La fotografía fue tomada por el alpinista Nirmal Purja, un nepalí que está cumpliendo el reto de ascender a los principales “ochomiles” en tiempo récord. Como él mismo ha explicado, cuando bajaba de la cumbre a duras penas por la cantidad de personas que intentaban ascender, se dio la vuelta y pulsó el disparador de su cámara.
Al Everest le ha pasado lo mismo que a Venecia, Barcelona, Palma de Mallorca u Holanda, por citar sólo algunos destinos. La irresponsabilidad de la mayoría de los turistas, y de las instituciones, ha prostituido determinados puntos del planeta. Hace pocas semanas, el organismo que se encarga de la promoción de Holanda revelaba que no quiere más turistas en el país y que su objetivo es gestionar el flujo de personas que llegan al mismo. En Barcelona, la afluencia de visitantes y cruceros de los últimos años ha modificado barrios enteros de la ciudad, provocando la protesta de sus habitantes. Y Venecia es conocida por la saturación turística que sufre el municipio.
Precios más baratos en los viajes (en muchas ocasiones es más económico un vuelo a Japón que el alquiler de un mes de vivienda), el incremento de los ingresos en algunos países (como China) y la posibilidad de llegar a un mayor número de clientes gracias a Internet han hecho posible una explosión turística que va a más y que nadie quiere contener (más de 1.000 millones de personas viajan cada año). Y al Everest le ha pasado lo mismo, con la connivencia del Gobierno de Nepal, que ha emitido 381 permisos para ascender la montaña, a 11.000 dólares cada uno. En total 4,19 millones. También ganan las empresas de guía (y los propios sherpas) que llevan a los turistas hasta la cima del monte. Un negocio redondo al que nadie quiere renunciar.
Y en estos tres pilares (destinos-gobiernos, turistas y empresas) se encuentra el quid del asunto. Vivimos en la era de “usar y tirar”. Portales como Airbnb o Uber (y sus mensajes de marketing) nos hacen creer que podemos acceder a productos y servicios que antes estaban destinados a muy pocos. Los billetes de avión han visto descender sus precios de manera pronunciada en la última década (hasta un 30%). Las agencias de viajes online como Booking o Expedia venden paquetes (vuelo, hotel y actividades) a precios de derribo. La moda del momento es vivir experiencias o viajar “like a local”, que ya es lo sublime. Todo lleva a pensar que cualquiera puede desplazarse a cualquier lugar del mundo. Y este es el objetivo de las grandes empresas (no olvidemos, participadas por fondos de inversión que sólo buscan rentabilidad): vender más, hacer más dinero e inyectar la necesidad en el cliente de volver a comprar. Lo que suceda en los destinos en que operan o a los que mandan a esos viajeros les importa muy poco.
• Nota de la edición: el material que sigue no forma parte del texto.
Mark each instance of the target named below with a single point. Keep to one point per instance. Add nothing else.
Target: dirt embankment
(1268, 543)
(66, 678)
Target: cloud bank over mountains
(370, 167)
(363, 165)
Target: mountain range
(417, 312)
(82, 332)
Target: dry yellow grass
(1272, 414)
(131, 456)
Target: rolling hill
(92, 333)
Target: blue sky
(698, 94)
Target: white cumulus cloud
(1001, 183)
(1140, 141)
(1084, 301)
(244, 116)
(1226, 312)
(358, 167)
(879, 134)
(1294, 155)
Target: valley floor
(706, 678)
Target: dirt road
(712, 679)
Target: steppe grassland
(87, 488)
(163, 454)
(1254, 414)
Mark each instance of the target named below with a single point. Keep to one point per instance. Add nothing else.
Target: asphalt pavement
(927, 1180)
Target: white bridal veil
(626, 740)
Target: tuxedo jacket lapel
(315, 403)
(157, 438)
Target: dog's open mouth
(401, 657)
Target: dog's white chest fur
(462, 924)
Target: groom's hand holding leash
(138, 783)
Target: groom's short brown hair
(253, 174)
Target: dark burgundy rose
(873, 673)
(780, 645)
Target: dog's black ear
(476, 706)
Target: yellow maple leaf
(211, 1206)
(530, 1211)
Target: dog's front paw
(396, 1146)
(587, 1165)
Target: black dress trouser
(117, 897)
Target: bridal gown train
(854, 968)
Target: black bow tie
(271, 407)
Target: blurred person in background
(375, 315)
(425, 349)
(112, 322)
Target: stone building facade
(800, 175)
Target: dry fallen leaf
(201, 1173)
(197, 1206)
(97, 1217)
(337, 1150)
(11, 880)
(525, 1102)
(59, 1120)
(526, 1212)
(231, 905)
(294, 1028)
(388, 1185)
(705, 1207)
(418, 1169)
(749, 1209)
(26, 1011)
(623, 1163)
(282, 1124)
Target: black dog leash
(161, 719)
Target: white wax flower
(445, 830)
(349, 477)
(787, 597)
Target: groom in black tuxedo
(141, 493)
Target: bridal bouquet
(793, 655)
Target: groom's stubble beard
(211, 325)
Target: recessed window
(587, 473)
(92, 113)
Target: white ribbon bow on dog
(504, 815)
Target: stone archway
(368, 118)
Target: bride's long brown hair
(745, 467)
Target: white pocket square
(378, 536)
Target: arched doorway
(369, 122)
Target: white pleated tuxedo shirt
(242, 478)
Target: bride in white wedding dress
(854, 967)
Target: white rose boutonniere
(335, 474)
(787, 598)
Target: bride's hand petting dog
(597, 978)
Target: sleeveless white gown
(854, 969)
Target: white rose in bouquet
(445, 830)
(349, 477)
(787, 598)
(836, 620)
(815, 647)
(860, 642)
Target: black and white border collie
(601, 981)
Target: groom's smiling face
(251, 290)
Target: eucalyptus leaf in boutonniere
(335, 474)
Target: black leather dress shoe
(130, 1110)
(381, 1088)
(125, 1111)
Los destinos (y quienes les asesoran) no lo han visto venir y, si lo han visto, se han dejado llevar por los dos mantras fundamentales del político (y del gestor de lo público): ingresos por impuestos y empleo. La calidad del trabajo que se cree, la sostenibilidad del destino y la reversión de esos impuestos al ciudadano y al municipio les da igual. Hasta que ha surgido el fenómeno de la “turismofobia”, que no es más que el hartazgo de los ciudadanos que sufren el asalto del turista idiota, es decir, el maleducado con dinero (aunque sea poco) que decide gastarlo en vacaciones de borrachera, escándalo o vandalismo.
La cuestión clave es: todo esto, ¿para qué? De un viaje (y un turista) cuyo objetivo era comprender otras culturas hemos pasado a una caza y captura de experiencias y fotos. Y la inmediatez de todo el ecosistema digital y vital nos impide reflexionar sobre lo que hemos experimentado y sobre la huella que dejamos en los lugares que visitamos. Reflexionar de forma íntima (de los blogs que surgen como setas con estas experiencias hablaremos otro día). No importa, lo relevante es decir que estuvimos allí. Aunque no sepamos con qué fin.